Two years after the successful opening of Talula’s Garden, the addition of Talula’s Daily next door was Olexy’s way of showing Philadelphia her “commitment to all things food, not just like dinner service at a posh restaurant.” 

Olexy notes that the trimmings of well–butchered steaks from one restaurant on one night can be ground into burgers for the cafe on the next. Her mission with the cafe is to provide better food choices to patrons that are also sustainable. 

Because of the Daily’s freeform menu, which is reprinted on paper each day according to the freshness and seasonality of ingredients, Olexy has created “a forum to use things” and really carry out her farm–to–table mission in a way most restaurants are unable to.

Even after the massive success of the series of "Talula’s" restaurants, Olexy wasn’t finished making her impact on Philadelphia. In 2017, she and Starr collaborated once again to open The Love, one of Rittenhouse Square’s hottest restaurants. While many thought her choice of name, The Love, was “risky,” Olexy stood by it resolutely. 

“I wanted to pepper the city with another one that says, ‘here’s another place that really cares about what they do,'” Olexy says. “I was like, ‘What would be a good compliment to Talula’s?’ And I was like, ‘You know, I want to do something on the other side of the city, and the spirit of The Love is do something that cares about the environment and cares about the mission of good food choices and local seasonal eating—and I want to do it smack in the center of the shopping district.'”

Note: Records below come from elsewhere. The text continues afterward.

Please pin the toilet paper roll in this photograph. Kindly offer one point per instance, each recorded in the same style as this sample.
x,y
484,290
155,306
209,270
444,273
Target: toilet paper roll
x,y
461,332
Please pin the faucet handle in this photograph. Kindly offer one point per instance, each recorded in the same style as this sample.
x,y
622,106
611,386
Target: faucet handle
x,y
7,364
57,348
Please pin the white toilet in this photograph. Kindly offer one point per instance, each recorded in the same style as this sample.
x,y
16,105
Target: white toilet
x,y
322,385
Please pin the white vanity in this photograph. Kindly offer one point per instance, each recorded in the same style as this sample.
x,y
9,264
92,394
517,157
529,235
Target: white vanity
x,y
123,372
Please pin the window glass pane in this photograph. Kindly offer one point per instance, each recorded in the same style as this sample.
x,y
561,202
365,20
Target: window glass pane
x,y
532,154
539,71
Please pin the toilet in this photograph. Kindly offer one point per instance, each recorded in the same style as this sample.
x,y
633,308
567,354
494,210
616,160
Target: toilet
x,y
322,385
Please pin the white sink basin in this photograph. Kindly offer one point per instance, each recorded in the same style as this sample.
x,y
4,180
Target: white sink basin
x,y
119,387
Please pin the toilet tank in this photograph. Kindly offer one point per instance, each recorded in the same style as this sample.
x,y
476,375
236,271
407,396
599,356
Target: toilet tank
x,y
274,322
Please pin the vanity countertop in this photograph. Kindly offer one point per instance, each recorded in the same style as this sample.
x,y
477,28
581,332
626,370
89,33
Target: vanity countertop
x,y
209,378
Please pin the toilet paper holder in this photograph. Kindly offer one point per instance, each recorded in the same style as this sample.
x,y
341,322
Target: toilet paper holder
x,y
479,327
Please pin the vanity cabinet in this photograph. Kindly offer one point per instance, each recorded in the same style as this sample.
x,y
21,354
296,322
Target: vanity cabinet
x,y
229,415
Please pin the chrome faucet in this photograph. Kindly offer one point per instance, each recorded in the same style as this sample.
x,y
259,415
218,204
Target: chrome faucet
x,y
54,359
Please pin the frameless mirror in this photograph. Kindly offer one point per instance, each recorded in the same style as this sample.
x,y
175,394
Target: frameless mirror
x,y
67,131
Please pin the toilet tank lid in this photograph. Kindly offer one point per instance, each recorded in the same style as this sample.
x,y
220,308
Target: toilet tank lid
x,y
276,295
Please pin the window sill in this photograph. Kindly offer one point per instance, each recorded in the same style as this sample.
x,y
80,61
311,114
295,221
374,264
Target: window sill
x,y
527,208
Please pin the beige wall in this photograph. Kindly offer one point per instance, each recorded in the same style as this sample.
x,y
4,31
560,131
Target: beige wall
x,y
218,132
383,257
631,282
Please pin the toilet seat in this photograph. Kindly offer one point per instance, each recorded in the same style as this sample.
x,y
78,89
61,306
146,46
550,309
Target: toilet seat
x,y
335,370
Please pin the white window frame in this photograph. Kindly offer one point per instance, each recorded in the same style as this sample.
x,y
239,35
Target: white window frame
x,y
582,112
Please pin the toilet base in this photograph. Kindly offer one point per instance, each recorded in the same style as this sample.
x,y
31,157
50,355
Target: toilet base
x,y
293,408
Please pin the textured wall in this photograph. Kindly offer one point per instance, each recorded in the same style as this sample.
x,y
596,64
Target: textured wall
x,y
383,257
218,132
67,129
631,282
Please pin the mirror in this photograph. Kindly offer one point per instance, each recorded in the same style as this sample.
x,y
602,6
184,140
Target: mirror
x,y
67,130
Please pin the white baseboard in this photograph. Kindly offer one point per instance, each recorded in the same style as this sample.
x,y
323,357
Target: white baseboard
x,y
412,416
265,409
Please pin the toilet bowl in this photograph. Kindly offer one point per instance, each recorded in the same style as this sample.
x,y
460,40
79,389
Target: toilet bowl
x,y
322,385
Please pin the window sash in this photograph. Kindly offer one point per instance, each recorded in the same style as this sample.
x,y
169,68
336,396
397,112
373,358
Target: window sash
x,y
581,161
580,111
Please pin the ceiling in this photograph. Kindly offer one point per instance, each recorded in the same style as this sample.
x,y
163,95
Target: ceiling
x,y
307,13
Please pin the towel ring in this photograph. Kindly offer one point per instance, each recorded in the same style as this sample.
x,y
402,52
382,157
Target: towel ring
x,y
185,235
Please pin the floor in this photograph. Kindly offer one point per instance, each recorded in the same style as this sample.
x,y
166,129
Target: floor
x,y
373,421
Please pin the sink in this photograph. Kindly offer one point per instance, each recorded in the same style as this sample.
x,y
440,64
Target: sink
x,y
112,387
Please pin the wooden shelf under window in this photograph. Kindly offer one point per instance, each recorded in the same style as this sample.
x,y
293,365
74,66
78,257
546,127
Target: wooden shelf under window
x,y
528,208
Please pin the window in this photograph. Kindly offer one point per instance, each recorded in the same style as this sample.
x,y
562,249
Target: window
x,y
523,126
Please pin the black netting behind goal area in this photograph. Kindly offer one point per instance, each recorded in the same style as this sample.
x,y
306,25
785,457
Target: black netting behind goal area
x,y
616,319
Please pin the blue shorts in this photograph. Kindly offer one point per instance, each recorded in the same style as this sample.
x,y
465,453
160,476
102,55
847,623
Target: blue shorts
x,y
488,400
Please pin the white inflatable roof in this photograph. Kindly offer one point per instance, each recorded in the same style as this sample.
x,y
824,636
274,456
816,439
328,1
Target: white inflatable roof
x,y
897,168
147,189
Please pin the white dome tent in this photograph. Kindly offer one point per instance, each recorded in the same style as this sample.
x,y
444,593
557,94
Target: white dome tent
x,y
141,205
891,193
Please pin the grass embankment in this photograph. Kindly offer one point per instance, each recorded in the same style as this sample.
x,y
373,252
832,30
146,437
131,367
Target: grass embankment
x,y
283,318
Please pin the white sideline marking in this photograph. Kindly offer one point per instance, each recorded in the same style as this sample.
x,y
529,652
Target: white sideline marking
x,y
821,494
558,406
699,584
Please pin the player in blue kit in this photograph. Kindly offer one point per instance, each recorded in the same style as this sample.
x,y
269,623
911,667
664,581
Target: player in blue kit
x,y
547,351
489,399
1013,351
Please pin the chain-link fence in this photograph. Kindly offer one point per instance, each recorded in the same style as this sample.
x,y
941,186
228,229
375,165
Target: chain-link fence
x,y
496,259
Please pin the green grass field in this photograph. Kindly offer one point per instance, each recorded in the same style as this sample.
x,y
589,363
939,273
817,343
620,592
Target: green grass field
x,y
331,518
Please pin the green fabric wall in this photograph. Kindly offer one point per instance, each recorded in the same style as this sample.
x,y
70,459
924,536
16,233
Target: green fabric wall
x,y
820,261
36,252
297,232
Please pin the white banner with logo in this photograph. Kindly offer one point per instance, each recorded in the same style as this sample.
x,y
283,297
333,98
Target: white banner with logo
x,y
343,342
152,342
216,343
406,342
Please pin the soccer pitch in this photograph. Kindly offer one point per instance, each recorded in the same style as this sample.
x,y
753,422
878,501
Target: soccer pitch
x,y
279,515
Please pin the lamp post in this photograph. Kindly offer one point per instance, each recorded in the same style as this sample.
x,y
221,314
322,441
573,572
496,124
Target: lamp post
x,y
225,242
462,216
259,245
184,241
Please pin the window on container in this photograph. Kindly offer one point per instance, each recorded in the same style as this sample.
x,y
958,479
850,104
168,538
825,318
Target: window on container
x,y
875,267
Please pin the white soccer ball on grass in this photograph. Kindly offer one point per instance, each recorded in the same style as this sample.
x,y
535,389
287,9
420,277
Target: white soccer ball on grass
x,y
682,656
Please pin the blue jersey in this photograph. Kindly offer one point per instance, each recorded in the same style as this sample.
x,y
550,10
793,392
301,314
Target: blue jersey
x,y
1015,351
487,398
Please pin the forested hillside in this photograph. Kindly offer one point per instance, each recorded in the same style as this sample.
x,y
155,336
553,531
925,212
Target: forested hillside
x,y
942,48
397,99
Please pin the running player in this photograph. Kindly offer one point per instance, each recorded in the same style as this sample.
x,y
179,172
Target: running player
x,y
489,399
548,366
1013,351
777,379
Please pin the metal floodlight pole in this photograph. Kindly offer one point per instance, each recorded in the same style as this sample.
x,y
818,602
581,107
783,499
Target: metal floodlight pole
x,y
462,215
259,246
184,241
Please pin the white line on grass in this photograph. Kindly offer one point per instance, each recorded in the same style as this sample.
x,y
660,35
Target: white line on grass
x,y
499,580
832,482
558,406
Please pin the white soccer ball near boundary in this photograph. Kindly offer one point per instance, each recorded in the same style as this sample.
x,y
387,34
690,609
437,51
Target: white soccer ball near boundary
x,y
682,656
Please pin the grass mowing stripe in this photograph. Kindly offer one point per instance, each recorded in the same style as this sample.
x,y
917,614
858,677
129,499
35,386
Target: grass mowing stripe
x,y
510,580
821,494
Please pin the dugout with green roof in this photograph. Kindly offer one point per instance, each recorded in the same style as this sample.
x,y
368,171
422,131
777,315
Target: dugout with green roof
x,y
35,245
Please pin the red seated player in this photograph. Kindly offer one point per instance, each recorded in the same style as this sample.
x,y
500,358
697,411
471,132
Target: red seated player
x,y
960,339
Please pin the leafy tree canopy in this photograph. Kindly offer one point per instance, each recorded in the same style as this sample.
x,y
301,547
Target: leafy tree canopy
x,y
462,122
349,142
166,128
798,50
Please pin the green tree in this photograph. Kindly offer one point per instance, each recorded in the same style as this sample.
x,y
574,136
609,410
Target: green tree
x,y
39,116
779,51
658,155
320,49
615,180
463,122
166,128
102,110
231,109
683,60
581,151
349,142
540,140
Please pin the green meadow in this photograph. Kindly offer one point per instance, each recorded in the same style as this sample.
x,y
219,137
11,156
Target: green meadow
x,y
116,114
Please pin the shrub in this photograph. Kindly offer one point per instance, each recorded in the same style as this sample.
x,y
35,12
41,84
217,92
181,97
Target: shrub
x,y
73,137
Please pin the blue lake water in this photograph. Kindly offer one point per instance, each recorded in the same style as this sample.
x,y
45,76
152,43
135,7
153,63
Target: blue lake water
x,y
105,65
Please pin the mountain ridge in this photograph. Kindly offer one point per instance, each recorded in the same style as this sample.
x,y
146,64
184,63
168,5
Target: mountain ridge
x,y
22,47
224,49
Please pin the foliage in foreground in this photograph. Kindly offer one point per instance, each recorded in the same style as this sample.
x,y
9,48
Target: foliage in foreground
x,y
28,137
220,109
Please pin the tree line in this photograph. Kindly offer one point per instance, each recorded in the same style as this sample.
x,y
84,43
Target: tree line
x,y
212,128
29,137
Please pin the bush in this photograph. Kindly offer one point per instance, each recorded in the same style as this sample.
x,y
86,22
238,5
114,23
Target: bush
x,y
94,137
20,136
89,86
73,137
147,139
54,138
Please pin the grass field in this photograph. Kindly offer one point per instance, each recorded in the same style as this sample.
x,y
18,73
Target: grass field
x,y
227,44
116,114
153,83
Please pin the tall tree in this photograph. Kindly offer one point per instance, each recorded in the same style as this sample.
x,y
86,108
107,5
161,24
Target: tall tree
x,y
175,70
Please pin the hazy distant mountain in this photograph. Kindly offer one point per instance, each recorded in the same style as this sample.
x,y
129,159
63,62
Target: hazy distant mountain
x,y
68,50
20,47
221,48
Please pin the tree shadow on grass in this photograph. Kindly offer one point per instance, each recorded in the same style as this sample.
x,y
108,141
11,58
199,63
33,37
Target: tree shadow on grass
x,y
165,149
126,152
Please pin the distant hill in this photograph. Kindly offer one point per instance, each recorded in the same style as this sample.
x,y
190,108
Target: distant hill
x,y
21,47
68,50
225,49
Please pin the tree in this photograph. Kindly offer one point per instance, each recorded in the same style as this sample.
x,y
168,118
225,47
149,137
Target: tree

Olexy has taken her mission of farm–to–table and good food choices to The Love, and its soaring reviews and sought–after reservations speak highly of its success. Her aim was to be both creative yet simplistic, casual yet elegant. Everything from the warm chive butter and homemade rolls to the booths intended to emulate the comfort of a home sofa, adds to the homeyness she wants her customers to feel.

"They’re crazy businesses, big operations," she says. "The heart of it is taking care of people. It's like a little family. Like right now. It’s little pieces of the puzzle, and if you’re good at it, you can handle them all.”